None of us fit into any one category, we’re all infinitely complex, and my kids with disabilities are the same way. Even the ones with the same label are completely different from each other. So now, when I work with my students, I’m working with a person, with their personality, and all their ins and outs. I’m not working with a disability, I’m seeing the whole kid, and I encourage you to also.

It’s not unlike how I see anyone, the woman down the hall who is really happy, but a little on the obnoxious side, but bakes some mean brownies. Or the principal at that one school who would do ANYTHING for a student, but is quite overbearing to his staff. Or the classroom assistant that seems to drive everyone crazy, but is never late for a day at work, and would never scoff at a request for help from anyone. Then there’s Joey, a happy guy, who loves running, and meeting people, is always eager to try something new, and who is also blind with significant cognitive delays.
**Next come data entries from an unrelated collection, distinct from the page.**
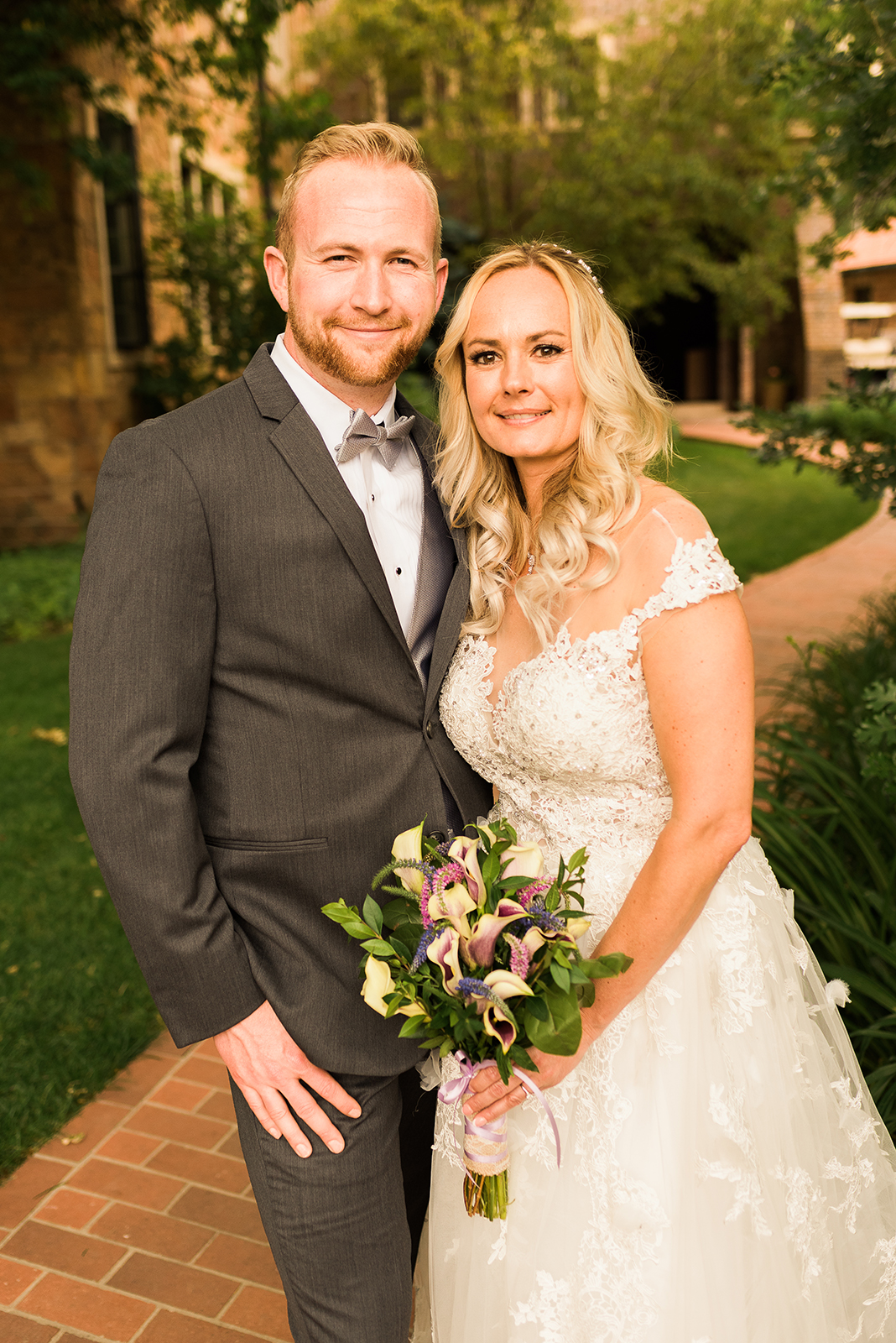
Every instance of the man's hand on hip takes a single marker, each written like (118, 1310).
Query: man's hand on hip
(268, 1068)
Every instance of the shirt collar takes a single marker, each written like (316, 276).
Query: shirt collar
(327, 413)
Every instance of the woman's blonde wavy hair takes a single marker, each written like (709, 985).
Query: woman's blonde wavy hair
(625, 423)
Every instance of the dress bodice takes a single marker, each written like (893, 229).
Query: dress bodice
(570, 743)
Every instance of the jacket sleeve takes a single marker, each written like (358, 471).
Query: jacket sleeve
(141, 662)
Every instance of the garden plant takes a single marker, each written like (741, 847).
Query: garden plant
(826, 817)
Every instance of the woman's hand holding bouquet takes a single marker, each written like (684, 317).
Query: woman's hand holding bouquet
(474, 928)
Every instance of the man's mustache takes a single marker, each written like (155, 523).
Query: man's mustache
(403, 324)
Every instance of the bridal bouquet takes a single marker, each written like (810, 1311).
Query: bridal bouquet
(475, 927)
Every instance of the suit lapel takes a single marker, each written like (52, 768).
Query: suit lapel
(457, 595)
(298, 442)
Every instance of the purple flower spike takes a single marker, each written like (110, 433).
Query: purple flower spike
(452, 875)
(519, 955)
(420, 955)
(533, 892)
(471, 987)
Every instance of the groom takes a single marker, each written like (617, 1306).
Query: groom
(270, 599)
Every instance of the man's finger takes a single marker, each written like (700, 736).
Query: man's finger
(259, 1110)
(329, 1088)
(289, 1128)
(310, 1114)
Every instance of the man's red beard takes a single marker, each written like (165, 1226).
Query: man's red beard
(320, 349)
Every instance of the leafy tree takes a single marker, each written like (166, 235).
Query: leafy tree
(664, 161)
(214, 277)
(839, 76)
(675, 175)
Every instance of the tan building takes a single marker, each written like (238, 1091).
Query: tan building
(78, 308)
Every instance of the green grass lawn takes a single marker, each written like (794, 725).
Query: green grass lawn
(74, 1007)
(765, 516)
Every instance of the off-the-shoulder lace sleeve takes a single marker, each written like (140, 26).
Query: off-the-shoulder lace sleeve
(695, 572)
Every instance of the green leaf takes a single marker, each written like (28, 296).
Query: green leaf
(577, 861)
(414, 1027)
(349, 917)
(373, 913)
(378, 948)
(605, 967)
(399, 911)
(561, 977)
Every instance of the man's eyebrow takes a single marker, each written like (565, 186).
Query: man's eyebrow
(354, 248)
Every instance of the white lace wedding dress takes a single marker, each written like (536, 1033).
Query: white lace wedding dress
(725, 1174)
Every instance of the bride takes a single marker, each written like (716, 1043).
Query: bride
(725, 1174)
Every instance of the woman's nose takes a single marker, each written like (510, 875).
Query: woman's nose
(517, 379)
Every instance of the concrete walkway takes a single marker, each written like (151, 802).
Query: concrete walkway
(815, 597)
(138, 1222)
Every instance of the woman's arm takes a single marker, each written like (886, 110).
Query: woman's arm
(699, 677)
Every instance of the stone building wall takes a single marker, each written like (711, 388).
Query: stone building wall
(66, 389)
(821, 293)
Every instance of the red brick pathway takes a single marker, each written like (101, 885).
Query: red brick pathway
(137, 1221)
(815, 597)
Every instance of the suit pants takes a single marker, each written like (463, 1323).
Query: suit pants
(338, 1225)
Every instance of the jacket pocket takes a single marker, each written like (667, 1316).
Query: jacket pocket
(266, 845)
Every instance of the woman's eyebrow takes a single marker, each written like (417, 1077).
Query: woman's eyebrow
(484, 340)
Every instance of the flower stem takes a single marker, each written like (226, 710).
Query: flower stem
(486, 1195)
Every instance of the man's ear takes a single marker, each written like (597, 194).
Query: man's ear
(278, 275)
(441, 280)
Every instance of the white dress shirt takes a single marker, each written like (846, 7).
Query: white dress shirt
(391, 501)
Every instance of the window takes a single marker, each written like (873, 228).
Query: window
(122, 230)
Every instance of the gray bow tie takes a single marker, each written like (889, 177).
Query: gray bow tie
(362, 433)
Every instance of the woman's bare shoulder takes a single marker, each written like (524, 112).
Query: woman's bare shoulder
(680, 515)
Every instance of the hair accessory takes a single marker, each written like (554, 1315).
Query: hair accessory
(584, 265)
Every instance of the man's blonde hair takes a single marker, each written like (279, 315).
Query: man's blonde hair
(369, 143)
(625, 423)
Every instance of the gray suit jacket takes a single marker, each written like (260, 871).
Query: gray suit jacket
(248, 729)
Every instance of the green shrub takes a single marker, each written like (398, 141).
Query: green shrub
(860, 420)
(826, 817)
(38, 591)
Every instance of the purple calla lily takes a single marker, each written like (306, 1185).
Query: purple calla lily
(488, 994)
(479, 947)
(443, 953)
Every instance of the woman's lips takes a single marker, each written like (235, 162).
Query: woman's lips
(521, 416)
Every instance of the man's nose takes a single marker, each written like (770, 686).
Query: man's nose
(372, 292)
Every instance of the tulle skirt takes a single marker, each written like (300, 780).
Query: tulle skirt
(725, 1175)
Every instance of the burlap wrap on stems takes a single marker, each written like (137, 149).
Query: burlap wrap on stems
(484, 1157)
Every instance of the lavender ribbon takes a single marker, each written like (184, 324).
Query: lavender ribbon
(452, 1092)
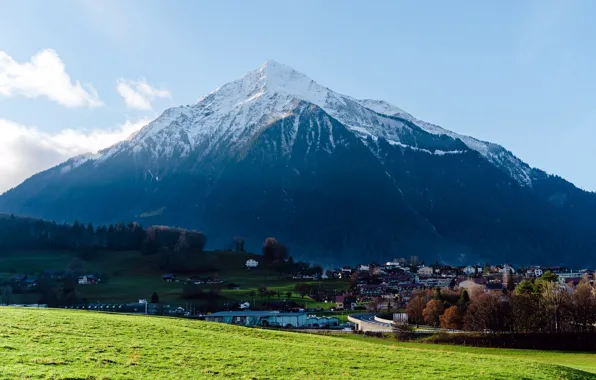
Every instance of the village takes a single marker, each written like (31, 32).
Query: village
(370, 288)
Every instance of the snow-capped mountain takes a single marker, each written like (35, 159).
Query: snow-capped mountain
(231, 115)
(339, 178)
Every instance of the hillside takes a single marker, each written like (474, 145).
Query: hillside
(339, 180)
(67, 344)
(129, 276)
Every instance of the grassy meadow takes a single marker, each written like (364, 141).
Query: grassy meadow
(38, 343)
(133, 276)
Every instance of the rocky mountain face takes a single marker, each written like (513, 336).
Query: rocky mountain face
(338, 179)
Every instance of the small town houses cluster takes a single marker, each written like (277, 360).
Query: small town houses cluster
(31, 281)
(393, 284)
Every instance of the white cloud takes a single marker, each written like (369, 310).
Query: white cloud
(25, 151)
(44, 75)
(139, 94)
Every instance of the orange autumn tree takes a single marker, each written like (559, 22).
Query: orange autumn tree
(433, 310)
(451, 318)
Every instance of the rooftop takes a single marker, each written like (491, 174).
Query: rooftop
(250, 313)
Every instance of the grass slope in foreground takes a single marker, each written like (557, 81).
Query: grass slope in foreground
(78, 344)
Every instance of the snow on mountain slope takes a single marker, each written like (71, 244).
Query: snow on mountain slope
(231, 115)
All people, all here on the planet with us. All deserving of respect, caring, dignity, and expectations of ability within their potential, and if we’re not sure of their potential, it never hurts to raise the bar, just to see. None of us are alike, we all have disabilities somewhere, some stand out more than others, but it doesn’t change the fact that we’re all people.

So now, when I work with my students, I’m working with the WHOLE student, not the disability, I can see the WHOLE person, and I can by example, and my expectations, lead the way for others to see everyone as people first, and maybe eventually, not label by disability, but maybe just by a name, like Lisa, or John, or Kelly. I’m not sure when this changed from when I was in college, but I’m glad it did.

Have you had similar experiences? Does disability make you uncomfortable? Have you ever asked yourself why? Please share in the comments.

Just one Facet of the Team

Image by: Popofatticus

In my last post, “Parents, You are the Lead Teacher!”, we spoke a bit about the IEP team, and that the teachers and school staff are really the “support personnel” for parents, and that the whole educational process works much better when parents take this leadership role. I have a personal story for you of another way that we are the support personnel for a family.

This past week I was reminded of the power of a team. I have a student and a parent who are really in a rough place right now. We’ll call her Liz for purposes of dignity and confidentiality.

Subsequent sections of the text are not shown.